In the upper room we found seven paintings. On the one hand, next to the door, single and abandoned, we found The dog . This is perhaps the most enigmatic painting of the entire Quinta. It depicts a dog, totally hidden with the only exception of his head, in the middle of an ochre background. Nothing else it's said to us about the protagonist or the meaning of this fresco. Where is that dog? To where or at what it is watching? Sinks, or on the contrary it shows its head with caution, afraid of which we are not able to intuit? There are infinity of interpretations of this painting, associating to the dog to the infernal figure that guides the dead souls to the Hell, and suggesting it as a symbol of the abandonment and the neglect.
And as when talking about Goya is impossible to maintain an entire objective point of view, I will reveal that The dog is the work that fascinates me more of all the "black paintings".
In the great wall located next to this painting were two great frescoes: Fantastic vision (Asmodea) and Procession of the Hole Office . Asmodeo was in mythology a killer demon that Goya represents - we ignored the reason- as a woman who partially covers her face, while floats in the sky carrying the horrified body of a man. Procession of the Hole Office , on the other hand, is a brave and ironic critic to this infamous Court.

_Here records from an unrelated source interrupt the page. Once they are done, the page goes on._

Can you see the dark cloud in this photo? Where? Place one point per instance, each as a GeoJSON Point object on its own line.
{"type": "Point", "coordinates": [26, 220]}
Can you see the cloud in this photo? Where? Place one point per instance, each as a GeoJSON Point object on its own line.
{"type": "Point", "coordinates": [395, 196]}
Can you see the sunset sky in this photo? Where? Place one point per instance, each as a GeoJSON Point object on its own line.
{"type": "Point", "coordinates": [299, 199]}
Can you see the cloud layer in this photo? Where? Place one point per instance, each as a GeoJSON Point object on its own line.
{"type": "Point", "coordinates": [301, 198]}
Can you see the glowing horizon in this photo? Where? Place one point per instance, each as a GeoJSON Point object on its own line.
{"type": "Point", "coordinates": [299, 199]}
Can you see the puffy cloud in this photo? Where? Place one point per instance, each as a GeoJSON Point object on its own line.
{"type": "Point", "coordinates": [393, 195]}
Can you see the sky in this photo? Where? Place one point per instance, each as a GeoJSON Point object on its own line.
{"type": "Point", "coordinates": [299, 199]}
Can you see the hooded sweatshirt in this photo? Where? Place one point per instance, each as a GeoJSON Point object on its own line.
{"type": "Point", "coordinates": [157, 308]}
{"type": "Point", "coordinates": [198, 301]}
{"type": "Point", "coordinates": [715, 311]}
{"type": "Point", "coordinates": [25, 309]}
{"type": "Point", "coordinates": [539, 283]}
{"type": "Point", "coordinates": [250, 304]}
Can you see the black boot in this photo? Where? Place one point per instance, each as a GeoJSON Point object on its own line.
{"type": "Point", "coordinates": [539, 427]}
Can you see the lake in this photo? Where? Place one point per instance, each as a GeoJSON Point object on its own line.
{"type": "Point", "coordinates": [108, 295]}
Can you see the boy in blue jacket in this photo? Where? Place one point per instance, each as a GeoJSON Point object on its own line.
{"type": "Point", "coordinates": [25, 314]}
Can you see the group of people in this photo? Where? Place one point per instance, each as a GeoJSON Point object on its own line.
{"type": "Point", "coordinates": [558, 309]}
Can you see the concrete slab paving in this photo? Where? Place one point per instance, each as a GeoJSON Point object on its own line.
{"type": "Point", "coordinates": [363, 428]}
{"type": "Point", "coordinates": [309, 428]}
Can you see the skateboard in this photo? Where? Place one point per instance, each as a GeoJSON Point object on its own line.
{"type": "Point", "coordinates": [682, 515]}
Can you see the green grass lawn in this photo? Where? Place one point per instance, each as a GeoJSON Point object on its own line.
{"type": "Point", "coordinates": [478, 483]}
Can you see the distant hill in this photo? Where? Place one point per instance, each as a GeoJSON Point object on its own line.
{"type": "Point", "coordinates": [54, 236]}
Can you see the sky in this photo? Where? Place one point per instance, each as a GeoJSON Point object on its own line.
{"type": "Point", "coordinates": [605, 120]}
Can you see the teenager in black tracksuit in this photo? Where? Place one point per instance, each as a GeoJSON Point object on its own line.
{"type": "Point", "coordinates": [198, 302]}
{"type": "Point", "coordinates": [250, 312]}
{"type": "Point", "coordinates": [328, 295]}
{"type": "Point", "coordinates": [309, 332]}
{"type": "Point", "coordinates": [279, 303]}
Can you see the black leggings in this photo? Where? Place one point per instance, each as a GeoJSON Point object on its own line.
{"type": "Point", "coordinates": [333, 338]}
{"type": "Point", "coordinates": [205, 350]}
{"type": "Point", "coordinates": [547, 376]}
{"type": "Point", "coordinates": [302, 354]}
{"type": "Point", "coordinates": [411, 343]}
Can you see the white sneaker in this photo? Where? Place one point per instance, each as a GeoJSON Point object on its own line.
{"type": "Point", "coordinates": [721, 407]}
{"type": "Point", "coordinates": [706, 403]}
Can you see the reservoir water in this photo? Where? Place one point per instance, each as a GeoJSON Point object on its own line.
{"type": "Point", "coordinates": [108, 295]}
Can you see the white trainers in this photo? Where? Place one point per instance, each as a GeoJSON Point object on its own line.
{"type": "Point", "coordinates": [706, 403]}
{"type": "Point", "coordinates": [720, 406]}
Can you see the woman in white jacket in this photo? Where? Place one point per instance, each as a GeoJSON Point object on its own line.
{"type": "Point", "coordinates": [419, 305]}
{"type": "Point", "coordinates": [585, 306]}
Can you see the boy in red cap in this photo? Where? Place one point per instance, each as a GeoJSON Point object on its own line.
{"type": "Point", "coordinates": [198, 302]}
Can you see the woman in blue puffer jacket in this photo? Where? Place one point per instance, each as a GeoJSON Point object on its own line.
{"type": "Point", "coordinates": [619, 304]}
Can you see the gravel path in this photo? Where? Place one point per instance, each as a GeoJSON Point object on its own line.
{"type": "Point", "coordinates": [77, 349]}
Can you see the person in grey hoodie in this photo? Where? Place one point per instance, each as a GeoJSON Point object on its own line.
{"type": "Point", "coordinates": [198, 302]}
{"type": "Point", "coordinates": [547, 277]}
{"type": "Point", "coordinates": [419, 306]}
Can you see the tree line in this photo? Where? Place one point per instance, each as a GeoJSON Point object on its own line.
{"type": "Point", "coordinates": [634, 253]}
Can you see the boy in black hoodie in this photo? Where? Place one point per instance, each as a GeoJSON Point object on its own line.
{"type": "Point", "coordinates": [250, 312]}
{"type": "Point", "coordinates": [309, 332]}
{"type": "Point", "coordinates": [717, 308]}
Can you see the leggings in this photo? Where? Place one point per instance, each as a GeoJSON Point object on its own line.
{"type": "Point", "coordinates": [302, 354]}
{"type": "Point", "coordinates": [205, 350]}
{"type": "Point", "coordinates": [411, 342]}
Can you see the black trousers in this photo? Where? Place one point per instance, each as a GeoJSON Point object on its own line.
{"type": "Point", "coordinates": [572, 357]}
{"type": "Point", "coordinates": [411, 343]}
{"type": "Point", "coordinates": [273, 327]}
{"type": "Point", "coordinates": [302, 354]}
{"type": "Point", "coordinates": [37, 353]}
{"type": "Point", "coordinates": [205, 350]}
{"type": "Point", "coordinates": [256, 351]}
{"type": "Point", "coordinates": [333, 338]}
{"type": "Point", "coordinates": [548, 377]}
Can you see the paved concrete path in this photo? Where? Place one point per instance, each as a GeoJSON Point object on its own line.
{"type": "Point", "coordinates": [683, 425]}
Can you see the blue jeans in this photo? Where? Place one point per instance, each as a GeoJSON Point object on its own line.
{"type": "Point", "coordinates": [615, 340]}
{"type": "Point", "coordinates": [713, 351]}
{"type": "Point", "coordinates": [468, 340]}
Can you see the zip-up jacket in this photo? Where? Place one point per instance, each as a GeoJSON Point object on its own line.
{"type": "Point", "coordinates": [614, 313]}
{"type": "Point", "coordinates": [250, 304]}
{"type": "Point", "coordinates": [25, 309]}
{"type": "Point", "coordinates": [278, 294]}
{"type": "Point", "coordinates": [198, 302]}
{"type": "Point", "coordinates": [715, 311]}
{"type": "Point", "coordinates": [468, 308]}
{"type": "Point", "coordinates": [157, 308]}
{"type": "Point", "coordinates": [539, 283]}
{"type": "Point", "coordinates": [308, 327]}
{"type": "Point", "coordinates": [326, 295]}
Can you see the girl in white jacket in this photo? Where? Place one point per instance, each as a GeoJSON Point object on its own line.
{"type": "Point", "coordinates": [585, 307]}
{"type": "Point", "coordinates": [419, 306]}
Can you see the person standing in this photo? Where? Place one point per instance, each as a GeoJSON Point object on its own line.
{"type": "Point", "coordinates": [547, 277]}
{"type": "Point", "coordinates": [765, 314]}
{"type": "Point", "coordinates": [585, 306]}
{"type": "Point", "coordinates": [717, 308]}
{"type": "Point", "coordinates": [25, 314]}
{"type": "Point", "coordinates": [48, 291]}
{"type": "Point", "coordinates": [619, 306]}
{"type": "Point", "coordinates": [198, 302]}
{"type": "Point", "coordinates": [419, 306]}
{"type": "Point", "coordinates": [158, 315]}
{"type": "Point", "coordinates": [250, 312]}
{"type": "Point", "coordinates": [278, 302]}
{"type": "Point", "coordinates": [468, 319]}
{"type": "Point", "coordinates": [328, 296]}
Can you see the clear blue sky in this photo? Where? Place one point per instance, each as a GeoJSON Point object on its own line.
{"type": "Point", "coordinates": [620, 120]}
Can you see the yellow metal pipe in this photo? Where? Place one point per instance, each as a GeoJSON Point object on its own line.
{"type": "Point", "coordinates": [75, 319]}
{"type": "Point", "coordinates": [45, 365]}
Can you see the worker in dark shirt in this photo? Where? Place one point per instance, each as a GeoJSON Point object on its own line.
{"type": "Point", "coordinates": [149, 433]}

In front of these two great paintings were other two: the terrible Duel with cudgels , and the enigmatic The Fates . The first of them could easily dispute to the Saturn the title of most terrible of all the "black paintings", but in this one we did not find the almost liberating touch of knowledge that the scene is fantastic or mythological: this duel is real, between two anonymous personages, and it will be only solved by the inevitable death of one of them. This work has been interpreted as an allegory of the Civil War. Contrasting with these two figures tragically anchored to the Earth, the figures of The Fates float in the air, as do those in the Asmodea , located - not by chance- just opposite to this painting.
In one of the smaller walls of the upper room Goya created two paintings of vertical format, smaller in size than the previous ones. Entitled Reading and Women laughing , they are less terrible, although chromatically darker, than their companion paintings.
In 1824, Goya left the "Quinta del Sordo" and started off for Bordeaux , tired of the Spanish society and reality. "Who cannot extinguish the fire of its house separates from it", he wrote shortly before going away. The Villa was sold and passed through diverse hands, putting in danger the integrity of the paintings, but in 1874, the then proprietor of the Quinta, the Baron d' Erlanger, ordered to the curator of the Prado Museum , Salvador Martinez Cubells, to transfer the frescoes to canvases. The paintings were exhibited in the Universal Exhibition of Paris of 1878 and later they were donated to the Prado Museum , where they are conserved nowadays.
NOTES ABOUT THE TOUR
We have taken into consideration the limited information we have about the specifications of the Quinta (dimensions of the rooms, situation of the paintings.) We know that the walls were decorated with floral motifs, but -as we don't have a photography or a reliable depiction- we have chosen a neutral background. We have include no furniture, and the natural light could be quite different.